(Disclaimer: This post was written as part of the CFAR/MIRI AI Summer Fellows Program, and as a result is a vocalisation of my own thought process rather than a concrete or novel proposal. However, it is an area of research I shall be pursuing in the coming months, and so ought to lead to the germination of more ideas later down the line. Credit goes to Abram Demski for inspiring this particular post, and to Scott Garrabrant for encouraging the AISFP participants to actually post something.)
When reading Soares' and Levinstein's recent publication on decision theory, Death in Damascus, I was struck by one particular remark:
Unfortunately for us, there is as yet no full theory of counterlogicals [...], and for [functional decision theory (FDT)] to be successful, a more worked out theory is necessary, unless some other specification is forthcoming.
For some background: an FDT agent must consider counterfactuals about what would happen if its decision algorithm on a given input were to output a particular action. If the algorithm is deterministic (or the action under consideration is merely outside of the range of possible outputs of the agent), then it is a logical impossibility that the algorithm produces a different output. Hence the initial relevance of logical counterfactuals or counterlogicals: counterfactuals whose antecedents represent a logical impossibility.
My immediate thought about how to tackle the problem of finding a full theory of counterlogicals was to find the right logical system that captures counterlogical inference in a way adequate to our demands. For example, Soares and Fallenstein show in Toward Idealized Decision Theory that the principle of explosion (from a contradiction, anything can be proved) leads to problematic results for an FDT solution. Why not simply posit that our decision theory uses paraconsistent logic in order to block some inferences?

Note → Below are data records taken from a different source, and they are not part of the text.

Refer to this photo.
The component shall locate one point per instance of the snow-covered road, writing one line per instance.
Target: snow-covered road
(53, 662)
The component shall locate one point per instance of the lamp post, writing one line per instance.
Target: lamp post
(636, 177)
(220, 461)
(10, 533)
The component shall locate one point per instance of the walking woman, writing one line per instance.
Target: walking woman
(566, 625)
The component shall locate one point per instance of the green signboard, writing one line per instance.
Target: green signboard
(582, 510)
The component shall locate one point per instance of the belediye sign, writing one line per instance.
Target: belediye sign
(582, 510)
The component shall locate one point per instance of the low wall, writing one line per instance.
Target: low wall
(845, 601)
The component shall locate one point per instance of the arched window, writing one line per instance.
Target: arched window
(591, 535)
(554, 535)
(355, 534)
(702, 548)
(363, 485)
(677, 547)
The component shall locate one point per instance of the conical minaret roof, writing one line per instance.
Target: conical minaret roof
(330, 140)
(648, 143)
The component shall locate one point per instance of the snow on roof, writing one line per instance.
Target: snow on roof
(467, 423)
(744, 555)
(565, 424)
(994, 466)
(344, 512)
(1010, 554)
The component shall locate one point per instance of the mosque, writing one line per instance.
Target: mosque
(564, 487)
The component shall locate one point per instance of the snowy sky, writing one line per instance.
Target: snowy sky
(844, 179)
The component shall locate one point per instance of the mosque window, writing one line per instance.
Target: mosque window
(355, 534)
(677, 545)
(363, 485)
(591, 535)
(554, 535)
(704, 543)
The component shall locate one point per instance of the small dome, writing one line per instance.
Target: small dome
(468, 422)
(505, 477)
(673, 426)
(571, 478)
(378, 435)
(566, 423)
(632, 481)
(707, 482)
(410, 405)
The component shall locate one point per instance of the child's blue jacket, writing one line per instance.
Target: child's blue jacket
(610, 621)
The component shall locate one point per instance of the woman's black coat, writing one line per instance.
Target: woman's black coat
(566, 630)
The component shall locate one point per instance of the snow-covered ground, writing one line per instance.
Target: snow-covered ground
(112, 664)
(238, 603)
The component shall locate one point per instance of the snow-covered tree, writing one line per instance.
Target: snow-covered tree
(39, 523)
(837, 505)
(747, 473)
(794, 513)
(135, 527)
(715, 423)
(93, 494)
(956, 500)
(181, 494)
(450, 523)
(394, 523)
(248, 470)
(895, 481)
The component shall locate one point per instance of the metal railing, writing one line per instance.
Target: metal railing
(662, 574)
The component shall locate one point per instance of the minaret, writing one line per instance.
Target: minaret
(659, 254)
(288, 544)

Instead, and to my surprise, Soares and Levinstein appear to be more concerned about finding a semantics for logical counterfactuals - loosely speaking, they are looking for a uniform interpretation of such statements which shows us what they really mean. This is what I infer from reading the papers it references on theories of counterlogicals such as Bjerring's Counterpossibles, which tries to extend Lewis' possible-worlds semantics for counterfactuals to cases of logical counterfactuals.

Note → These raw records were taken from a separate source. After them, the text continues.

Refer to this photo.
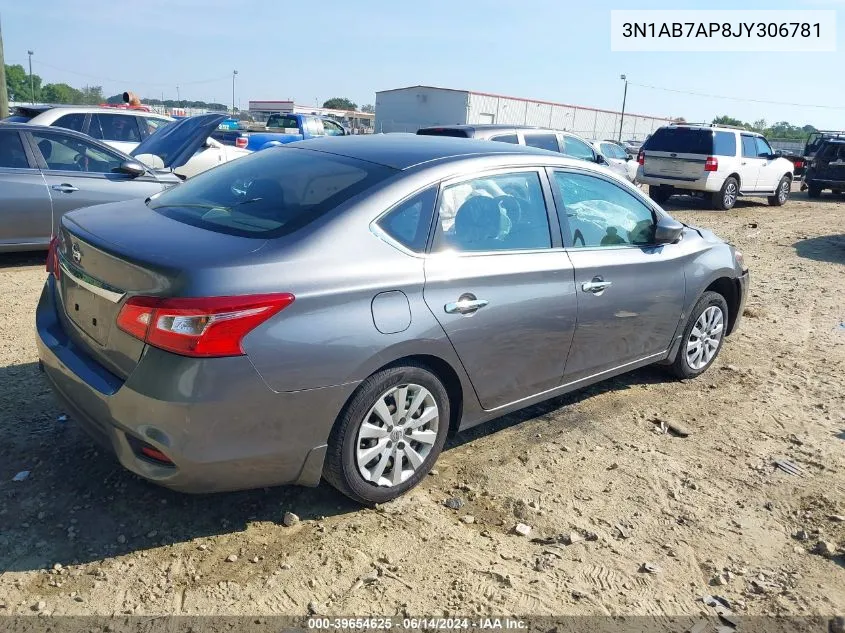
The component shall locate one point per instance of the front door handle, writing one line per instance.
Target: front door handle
(64, 188)
(596, 286)
(465, 306)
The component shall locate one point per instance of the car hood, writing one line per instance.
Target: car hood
(174, 144)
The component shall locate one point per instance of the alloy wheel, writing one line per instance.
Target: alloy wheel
(397, 435)
(704, 339)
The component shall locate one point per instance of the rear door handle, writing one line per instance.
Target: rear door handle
(64, 188)
(596, 286)
(465, 306)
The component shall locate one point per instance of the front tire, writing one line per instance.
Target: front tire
(725, 198)
(781, 193)
(389, 435)
(703, 336)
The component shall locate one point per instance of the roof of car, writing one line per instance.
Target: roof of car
(401, 151)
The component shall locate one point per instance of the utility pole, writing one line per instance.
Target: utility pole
(234, 74)
(31, 83)
(624, 96)
(4, 96)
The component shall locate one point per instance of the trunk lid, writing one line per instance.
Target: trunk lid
(111, 252)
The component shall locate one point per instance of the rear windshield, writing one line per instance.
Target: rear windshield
(269, 193)
(443, 131)
(681, 140)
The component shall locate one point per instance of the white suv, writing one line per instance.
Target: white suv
(124, 130)
(717, 162)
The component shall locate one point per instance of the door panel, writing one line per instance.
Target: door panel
(503, 295)
(25, 210)
(630, 293)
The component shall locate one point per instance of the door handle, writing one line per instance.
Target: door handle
(597, 286)
(64, 188)
(465, 306)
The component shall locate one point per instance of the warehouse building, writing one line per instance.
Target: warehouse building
(408, 109)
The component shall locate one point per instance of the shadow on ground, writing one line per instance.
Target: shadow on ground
(80, 505)
(827, 248)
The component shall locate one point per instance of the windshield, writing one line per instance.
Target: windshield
(270, 193)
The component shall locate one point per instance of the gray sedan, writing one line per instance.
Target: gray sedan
(335, 307)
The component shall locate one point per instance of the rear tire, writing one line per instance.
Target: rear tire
(357, 455)
(659, 193)
(781, 193)
(725, 198)
(705, 331)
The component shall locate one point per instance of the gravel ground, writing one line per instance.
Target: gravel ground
(625, 519)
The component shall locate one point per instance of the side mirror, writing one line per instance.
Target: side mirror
(667, 230)
(132, 168)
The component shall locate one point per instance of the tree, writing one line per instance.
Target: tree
(18, 85)
(60, 93)
(340, 103)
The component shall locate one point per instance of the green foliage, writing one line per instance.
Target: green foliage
(780, 130)
(340, 103)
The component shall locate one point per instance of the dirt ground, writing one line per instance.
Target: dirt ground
(657, 520)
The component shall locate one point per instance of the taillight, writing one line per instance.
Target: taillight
(199, 326)
(53, 258)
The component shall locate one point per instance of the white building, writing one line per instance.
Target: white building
(408, 109)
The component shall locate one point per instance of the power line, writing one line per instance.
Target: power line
(711, 96)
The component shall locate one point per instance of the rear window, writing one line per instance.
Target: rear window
(681, 140)
(270, 193)
(443, 131)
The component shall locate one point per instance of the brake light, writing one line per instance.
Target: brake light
(53, 258)
(199, 326)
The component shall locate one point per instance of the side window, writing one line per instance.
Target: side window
(763, 147)
(600, 213)
(121, 128)
(152, 125)
(724, 144)
(67, 153)
(542, 141)
(71, 122)
(506, 138)
(409, 222)
(314, 127)
(332, 129)
(501, 212)
(578, 149)
(749, 147)
(12, 154)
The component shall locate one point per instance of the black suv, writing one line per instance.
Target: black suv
(826, 170)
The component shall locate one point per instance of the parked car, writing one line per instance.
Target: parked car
(46, 172)
(123, 130)
(564, 143)
(280, 130)
(716, 162)
(617, 158)
(827, 169)
(198, 334)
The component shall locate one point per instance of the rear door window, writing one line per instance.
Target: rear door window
(724, 144)
(12, 154)
(681, 140)
(71, 122)
(543, 141)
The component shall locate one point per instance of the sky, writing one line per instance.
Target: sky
(552, 50)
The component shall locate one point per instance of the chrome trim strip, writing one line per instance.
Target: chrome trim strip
(90, 284)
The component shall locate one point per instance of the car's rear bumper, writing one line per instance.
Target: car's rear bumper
(218, 422)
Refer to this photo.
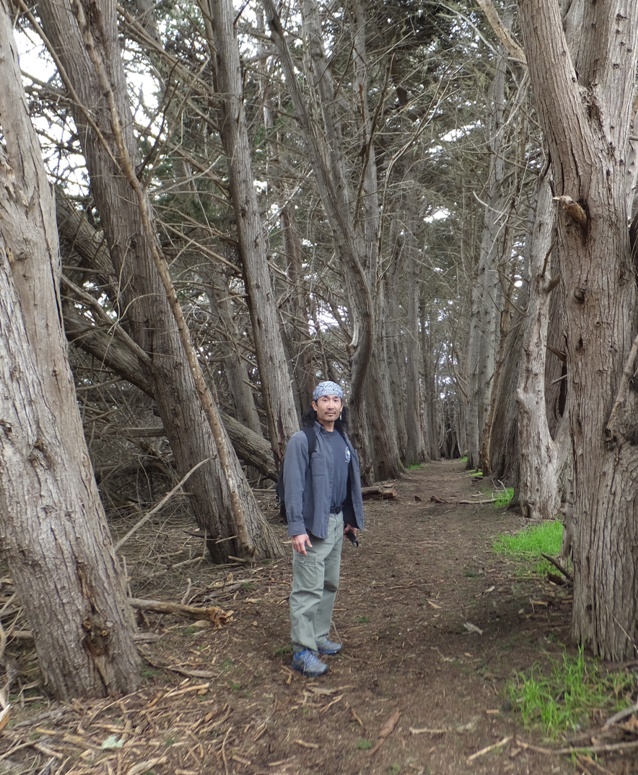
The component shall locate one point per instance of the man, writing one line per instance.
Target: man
(323, 502)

The approaches Soares and Levinstein make reference to do not suffice for their purposes. However, this is not because they give proof-theoretic considerations a wide berth, as I thought previously; I now believe that there is something that the semantic approach does get right.
Suppose that we found some paraconsistent logical system that permitted precisely the counterlogical inferences that agreed with our intuition: would this theory of logical counterfactuals satisfy the demands of a fully-specified functional decision theory? I would argue not. Specifically, this approach seems to give us a merely a posteriori, ad hoc justification for our theory - given that we are working towards an idealised decision theory, we ought to demand that the theory that supports it is fully motivated. In this case, this cashes out as making sure our counterlogical statements and inferences has a meaning - a meaning we can resort to to settle the truth-value of these counterlogicals.
This is not to say that investigating different logical systems is entirely futile: indeed, if the consideration above were true and a paraconsistent logic could fit the bill, then a uniform semantics for the system would serve as the last piece of the puzzle.
In the next year, I would like to investigate the problem of finding a full theory of logical counterfactuals, such that it may become a tool to be applied to a functional decision theory. This will, of course, involve finding the logical system that best captures our own reasoning about logical counterfactuals. Nonetheless, I will now also seek to find an actual motivation for whichever system seems the most promising, and the best way to find this motivation will be through finding an adequate semantics. I would welcome any suggestions in the comments about where to start looking for such a theory, or if any avenues have thus far proved to be more or less promising.
My guess is that finding a fully satisfactory solution is hopeless, in much the same way as with specifying aligned goals (i.e. no solution is in closed form, without reference to human-derived systems doing decision theory/axiology).
A crucial problem is finding how agent's decisions influence a given situation, but that situation can include things that reason approximately about the agent, and worse, things that reason about different but similar agents. Agent's decision influences not just precise predictions of itself, but also approximate (and sometimes incorrect) guesses about it, and approximate guesses about similar decisions of similar agents. Judging how a decision influences a system that wrongly guesses the decision of a similar but different agent seems "arbitrary" in the same way as human goals are "arbitrary", that is not arbitrary at all, but in practice not possible to express without reference to philosophy of human-derived things.
Another practical solution might be to characterize a class of situations where decision theory is mostly clear, and make sure to keep the world that way until more general decision theory is developed. This direction can benefit from more general decision theories, but they won't be "fully general", just describe more situations or understand the familiar situations better. (See also.)
(Disclaimer: There's a good chance you've already thought about this.)
In general, if you want to understand a system (construal of meaning) forming a model of the output of that system (truth-conditions and felicity judgements) is very helpful. So if you're interested in understanding how counterfactual statements are interpreted, I think the formal semantics literature is the right place to start (try digging through the references here, for example).
The reason we want a description of counterfactuals is to allow for a model of the world where we plug in counterfactual actions and get back the expected outcome, allowing us to choose between actions/strategies. Counterfactuals don't have any reality outside of how we think about them.
Thus, the motivation for an improvement to the causal-intervention model of counterfactuals is not that it should correspond to some external reality, but that it should help reach good outcomes. We can still try to make a descriptive model of how humans do logical counterfactual reasoning, but our end goal should be to understand why something like that actually leads to good outcomes.
It's important to note that it's okay to use human reasoning to validate something that is supposedly not just a descriptive model of human reasoning. Sure, it creates selection bias, but what other reasoning are we ging to use? See Neurath's Boat (improving philosophy is like rebuilding a boat piece by piece while adrift at sea), Ironism (awareness and acceptance of the contingency of our beliefs).
In the end, I suspect that what counts as a good model for predicting outcomes of actions will vary strongly depending on the environment. See related rambling by me, particularly part 4. This is more related to Scott Garrabrant's logical inductors in hindsight than it was in any kind of foresight.